EPM Intelligent Building (Edificio Intelligente EPM), also known simply as the EPM Building, is the headquarters for the public utilities company Empresas Públicas de Medellín (EPM) in Medellín, Colombia. The building is located at the intersection of the Avenida del Rio and Carrera 58, in a neighborhood known as La Alpujarra II. The building is surrounding by greenspace, a series of outdoor fountains, and a stand-alone cube near the building that houses an auditorium. Its modern architecture and construction has made it a symbol of contemporary Medellín. Plaza Mayor, Barefoot Park, and the Medellín Metropolitan Theatre are also nearby.

The building is modeled after the Lloyd's building, which houses the Lloyd's of London insurance market in the United Kingdom.

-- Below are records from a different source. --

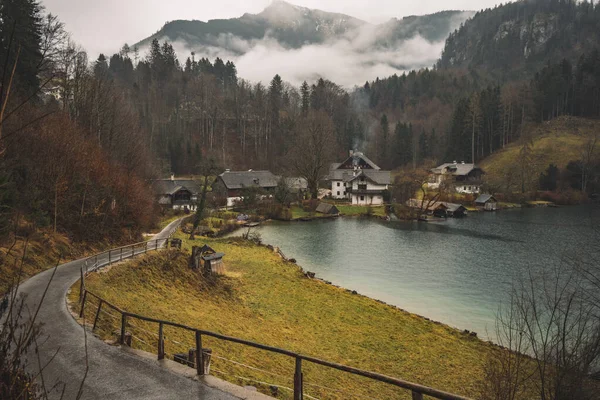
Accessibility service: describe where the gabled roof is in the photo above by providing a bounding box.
[332,151,381,170]
[202,253,225,261]
[344,169,392,185]
[285,178,308,190]
[152,179,202,195]
[219,171,277,189]
[165,186,192,196]
[431,163,481,176]
[316,203,340,214]
[475,194,496,204]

The EPM Building is one of the locations decorated with lights each year for the Christmas season in Medellín.

==History==
Empresas Públicas de Medellín was founded in 1955. Since 1957, the main headquarters was located in the Miguel de Aguinaga Building. The construction of a new smart building was completed in 1993. Since the soil survey showed the existence of a barrage of unconsolidated sandy gravel brought by the Medellín River, a plate was covered over the entire area of the building to prevent settlement problems of structural elements and at the same time to respond to the most stringent seismic standards. Between 1996 and 1997, the headquarters was transferred to the new Intelligent Building.

==Design==
The building is made from concrete, steel, glass and aluminum and it incorporates water as a symbol of life and its mission as a public utilities company. Its design and construction were all the work of Colombian people. EPM employed 6,000 workers for the building's construction. There are six towers attached to the main building.

The building also has 16 transparent elevators, operating simultaneously, which can mobilize 320 people on each trip at a speed of 150 meters per minute. The top floor can therefore be reached in 60 seconds. The 11th floor has a rooftop garden with vertical garden walls. These gardens were composed with at least 60% plant species native to Colombia.

Separated from the main building on its northwest side is a 27-meter high cube that houses the auditorium. The auditorium can seat 400 people and has an aluminum finish on the outside.